See the past: Time-Reversed Scene Reconstruction from Thermal Traces Using Visual Language Models
Kebin Contreras, Luis Toscano-Palomino, Mauro Dalla Mura, Jorge Bacca
TL;DR
This paper tackles the challenge of reconstructing recent past scenes from current observations by leveraging fading thermal traces as passive temporal codes alongside RGB context. It introduces a framework that couples Visual Language Models with a constrained diffusion model, where a frozen VLM generates semantic scene descriptions conditioned on RGB and thermal inputs, guiding a pretrained diffusion backbone to synthesize plausible past frames without retraining. The approach is validated in controlled scenarios, showing that semantic priors and thermal cues improve both low-level fidelity and high-level semantics, with reconstructions credible up to about 1–2 minutes in the past.

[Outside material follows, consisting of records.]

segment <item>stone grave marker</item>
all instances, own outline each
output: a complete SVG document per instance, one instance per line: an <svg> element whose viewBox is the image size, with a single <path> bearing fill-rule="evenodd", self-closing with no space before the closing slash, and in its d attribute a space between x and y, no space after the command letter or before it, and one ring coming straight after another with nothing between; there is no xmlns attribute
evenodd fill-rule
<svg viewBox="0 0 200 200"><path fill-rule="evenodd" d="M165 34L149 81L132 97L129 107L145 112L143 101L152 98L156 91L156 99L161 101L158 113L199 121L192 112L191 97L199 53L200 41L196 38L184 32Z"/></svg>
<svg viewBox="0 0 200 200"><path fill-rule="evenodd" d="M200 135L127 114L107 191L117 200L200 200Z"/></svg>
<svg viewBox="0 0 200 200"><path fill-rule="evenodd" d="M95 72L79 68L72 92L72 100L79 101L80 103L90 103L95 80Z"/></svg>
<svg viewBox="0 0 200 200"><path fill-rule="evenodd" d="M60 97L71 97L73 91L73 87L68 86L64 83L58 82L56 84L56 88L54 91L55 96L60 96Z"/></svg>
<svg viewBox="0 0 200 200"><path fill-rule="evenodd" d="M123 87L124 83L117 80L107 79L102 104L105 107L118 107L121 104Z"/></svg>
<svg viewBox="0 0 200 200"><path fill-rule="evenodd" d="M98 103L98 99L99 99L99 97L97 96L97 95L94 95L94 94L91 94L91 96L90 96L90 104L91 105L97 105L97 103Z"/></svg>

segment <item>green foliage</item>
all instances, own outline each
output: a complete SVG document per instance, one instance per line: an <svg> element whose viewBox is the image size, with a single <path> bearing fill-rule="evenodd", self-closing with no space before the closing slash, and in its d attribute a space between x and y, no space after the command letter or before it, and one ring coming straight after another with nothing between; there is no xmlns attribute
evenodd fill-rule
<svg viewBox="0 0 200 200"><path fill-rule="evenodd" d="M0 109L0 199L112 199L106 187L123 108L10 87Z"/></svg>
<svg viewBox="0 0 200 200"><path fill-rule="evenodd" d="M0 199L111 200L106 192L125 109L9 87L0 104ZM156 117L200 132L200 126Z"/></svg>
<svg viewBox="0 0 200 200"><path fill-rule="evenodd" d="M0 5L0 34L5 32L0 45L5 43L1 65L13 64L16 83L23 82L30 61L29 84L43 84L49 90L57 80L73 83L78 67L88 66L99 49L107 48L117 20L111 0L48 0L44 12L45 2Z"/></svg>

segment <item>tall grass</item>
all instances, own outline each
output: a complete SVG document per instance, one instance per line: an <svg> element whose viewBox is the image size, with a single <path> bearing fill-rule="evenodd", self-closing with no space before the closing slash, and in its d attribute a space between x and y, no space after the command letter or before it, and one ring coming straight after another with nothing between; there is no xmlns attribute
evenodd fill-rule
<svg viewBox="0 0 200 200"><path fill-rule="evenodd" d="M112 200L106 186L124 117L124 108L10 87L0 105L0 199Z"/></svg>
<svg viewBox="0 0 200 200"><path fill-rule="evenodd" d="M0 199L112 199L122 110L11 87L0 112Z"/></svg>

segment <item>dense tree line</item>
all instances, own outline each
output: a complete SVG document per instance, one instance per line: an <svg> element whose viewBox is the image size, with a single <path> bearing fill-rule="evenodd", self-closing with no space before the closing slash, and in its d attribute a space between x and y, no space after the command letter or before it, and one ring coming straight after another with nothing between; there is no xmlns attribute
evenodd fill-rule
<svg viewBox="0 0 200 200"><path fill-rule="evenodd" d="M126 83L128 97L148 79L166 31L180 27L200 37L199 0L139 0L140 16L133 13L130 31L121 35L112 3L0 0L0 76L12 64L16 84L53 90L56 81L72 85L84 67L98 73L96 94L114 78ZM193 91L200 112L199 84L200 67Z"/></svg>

This work suggests a promising direction for time-reversed imaging with potential applications in forensics, scene analysis, and security, while outlining future work to handle real-world variability and multi-subject dynamics.
Abstract
Recovering the past from present observations is an intriguing challenge with potential applications in forensics and scene analysis. Thermal imaging, operating in the infrared range, provides access to otherwise invisible information. Since humans are typically warmer (37 C -98.6 F) than their surroundings, interactions such as sitting, touching, or leaning leave residual heat traces. These fading imprints serve as passive temporal codes, allowing for the inference of recent events that exceed the capabilities of RGB cameras. This work proposes a time-reversed reconstruction framework that uses paired RGB and thermal images to recover scene states from a few seconds earlier. The proposed approach couples Visual-Language Models (VLMs) with a constrained diffusion process, where one VLM generates scene descriptions and another guides image reconstruction, ensuring semantic and structural consistency. The method is evaluated in three controlled scenarios, demonstrating the feasibility of reconstructing plausible past frames up to 120 seconds earlier, providing a first step toward time-reversed imaging from thermal traces.